Girona itself turned out to be beautiful: old buildings, winding lanes, church bells. I ate well (not always a given at conferences), particularly in the final night at the conference meal in this place, got to watch Lionel Messi humiliate Pep Guardiola in a bar full of Catalans, and even take in some nightlife (scientists, it seems, dance the same the world over).
1 – I once spent a few months mapping somatic clones in the adult Drosophila wing onto templates, before prepping the wings for EM. I needed to know where the clone was, and whether it covered both surfaces of the wing or not, before mounting on the sticky EM stub. The first opportunity for disaster was a misplaced breath, launching the wings into orbit. The second was to mount the wings on the wrong side, which I would only realise after an hour setting up the EM in the cold and the dark. In retrospect, this was a breeze compared to CLEM.

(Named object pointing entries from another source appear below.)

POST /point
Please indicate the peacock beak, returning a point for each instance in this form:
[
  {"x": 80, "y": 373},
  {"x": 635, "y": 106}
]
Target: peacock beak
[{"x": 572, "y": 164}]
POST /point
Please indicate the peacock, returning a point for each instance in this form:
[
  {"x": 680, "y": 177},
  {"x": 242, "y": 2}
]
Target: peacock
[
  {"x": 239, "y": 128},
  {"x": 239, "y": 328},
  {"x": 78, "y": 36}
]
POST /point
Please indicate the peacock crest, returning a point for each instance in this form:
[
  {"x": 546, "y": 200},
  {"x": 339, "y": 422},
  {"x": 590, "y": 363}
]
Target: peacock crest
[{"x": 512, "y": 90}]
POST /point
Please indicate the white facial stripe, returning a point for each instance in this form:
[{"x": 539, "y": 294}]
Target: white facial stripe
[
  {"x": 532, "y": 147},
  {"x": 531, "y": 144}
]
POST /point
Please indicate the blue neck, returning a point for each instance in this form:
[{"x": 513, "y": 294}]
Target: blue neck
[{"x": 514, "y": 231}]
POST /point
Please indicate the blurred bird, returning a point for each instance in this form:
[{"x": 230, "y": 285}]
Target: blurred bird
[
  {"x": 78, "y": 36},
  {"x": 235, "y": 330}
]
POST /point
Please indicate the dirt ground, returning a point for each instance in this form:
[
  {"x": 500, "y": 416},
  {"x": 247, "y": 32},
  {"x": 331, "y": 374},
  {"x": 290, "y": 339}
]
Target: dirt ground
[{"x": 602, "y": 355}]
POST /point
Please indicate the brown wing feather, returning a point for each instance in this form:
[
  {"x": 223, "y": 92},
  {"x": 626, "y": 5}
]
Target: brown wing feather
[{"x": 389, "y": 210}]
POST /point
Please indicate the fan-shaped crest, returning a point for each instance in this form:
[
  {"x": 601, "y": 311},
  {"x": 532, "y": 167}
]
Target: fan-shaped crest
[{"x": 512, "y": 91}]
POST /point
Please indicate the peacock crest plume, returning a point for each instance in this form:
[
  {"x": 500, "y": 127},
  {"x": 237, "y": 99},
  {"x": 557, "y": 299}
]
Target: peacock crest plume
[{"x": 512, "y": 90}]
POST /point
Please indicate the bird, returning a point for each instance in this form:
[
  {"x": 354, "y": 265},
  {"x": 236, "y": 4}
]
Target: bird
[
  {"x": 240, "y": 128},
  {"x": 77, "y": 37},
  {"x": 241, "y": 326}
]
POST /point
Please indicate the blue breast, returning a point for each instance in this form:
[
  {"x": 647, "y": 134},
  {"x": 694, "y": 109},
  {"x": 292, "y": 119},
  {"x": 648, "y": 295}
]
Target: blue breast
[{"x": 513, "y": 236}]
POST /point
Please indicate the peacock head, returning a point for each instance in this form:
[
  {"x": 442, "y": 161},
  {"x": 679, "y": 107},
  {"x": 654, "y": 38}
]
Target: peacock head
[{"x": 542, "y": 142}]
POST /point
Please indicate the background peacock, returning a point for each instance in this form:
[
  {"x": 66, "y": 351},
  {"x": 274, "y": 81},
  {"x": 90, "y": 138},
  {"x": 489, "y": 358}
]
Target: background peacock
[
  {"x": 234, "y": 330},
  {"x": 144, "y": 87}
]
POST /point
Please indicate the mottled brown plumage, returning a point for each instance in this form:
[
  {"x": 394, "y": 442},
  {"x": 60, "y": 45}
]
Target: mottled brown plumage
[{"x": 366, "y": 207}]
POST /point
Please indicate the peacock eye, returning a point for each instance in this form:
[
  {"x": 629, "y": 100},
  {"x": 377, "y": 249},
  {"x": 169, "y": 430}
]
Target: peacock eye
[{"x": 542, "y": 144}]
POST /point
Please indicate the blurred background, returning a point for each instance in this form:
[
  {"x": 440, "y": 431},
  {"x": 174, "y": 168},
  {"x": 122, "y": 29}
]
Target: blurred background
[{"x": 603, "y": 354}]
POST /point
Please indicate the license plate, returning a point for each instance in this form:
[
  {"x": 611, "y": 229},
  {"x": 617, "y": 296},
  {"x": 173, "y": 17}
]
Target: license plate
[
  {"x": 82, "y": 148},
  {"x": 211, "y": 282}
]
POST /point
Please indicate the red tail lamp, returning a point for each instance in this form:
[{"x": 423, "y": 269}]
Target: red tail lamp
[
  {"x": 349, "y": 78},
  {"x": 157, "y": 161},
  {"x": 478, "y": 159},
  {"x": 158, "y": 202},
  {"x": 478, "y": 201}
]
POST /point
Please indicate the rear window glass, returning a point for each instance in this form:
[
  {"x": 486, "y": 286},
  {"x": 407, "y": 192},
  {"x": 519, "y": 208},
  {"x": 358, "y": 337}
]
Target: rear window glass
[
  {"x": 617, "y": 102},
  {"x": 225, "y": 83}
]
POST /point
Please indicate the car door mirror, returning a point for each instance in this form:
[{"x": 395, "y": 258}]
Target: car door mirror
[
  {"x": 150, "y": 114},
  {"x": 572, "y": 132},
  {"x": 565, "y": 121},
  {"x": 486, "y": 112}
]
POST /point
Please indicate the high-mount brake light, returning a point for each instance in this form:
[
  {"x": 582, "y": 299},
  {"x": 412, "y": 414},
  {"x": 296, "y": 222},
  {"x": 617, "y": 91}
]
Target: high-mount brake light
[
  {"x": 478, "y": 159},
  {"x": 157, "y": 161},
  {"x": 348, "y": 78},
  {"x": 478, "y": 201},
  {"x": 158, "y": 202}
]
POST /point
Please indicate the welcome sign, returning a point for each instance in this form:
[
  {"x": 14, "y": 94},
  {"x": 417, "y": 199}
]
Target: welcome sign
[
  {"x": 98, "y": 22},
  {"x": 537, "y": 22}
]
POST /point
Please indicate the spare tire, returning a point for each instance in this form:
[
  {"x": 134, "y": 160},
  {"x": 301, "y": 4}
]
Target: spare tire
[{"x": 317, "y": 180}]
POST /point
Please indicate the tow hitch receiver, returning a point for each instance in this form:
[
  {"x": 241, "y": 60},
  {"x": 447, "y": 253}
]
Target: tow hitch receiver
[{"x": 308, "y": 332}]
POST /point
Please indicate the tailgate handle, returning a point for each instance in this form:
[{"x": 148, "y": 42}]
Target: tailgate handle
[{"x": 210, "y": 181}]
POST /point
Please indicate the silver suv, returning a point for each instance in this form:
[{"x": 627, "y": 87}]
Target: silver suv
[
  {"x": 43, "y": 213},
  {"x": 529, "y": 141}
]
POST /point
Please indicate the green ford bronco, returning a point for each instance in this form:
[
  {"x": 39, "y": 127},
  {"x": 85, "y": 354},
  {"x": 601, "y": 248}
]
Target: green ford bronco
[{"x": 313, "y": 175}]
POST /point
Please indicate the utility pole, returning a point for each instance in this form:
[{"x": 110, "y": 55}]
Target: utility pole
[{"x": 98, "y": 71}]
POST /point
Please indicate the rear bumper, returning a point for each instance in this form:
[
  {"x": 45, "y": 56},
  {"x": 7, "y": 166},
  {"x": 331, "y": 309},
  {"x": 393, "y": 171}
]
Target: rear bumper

2 – If you’re interested, you can read my previous reports from Boston and Southbridge. Girona was my third conference representing the Node, and I’ve become used to the strange feeling of being in a new place knowing perhaps a handful of people but being familiar with the rituals – talk followed by questions followed by talk followed by questions, the phrases that have become almost clichés (“In my lab we’re interested in…”, “A very talented postdoc in the lab…”, “I hope I can convince you that…”), the coffee and the posters and the pastries, the emptiness of hotel rooms, the excitement of a new town. It makes me think we lack a literature or culture of conferences (or at least that I haven’t found one yet – any suggestions?)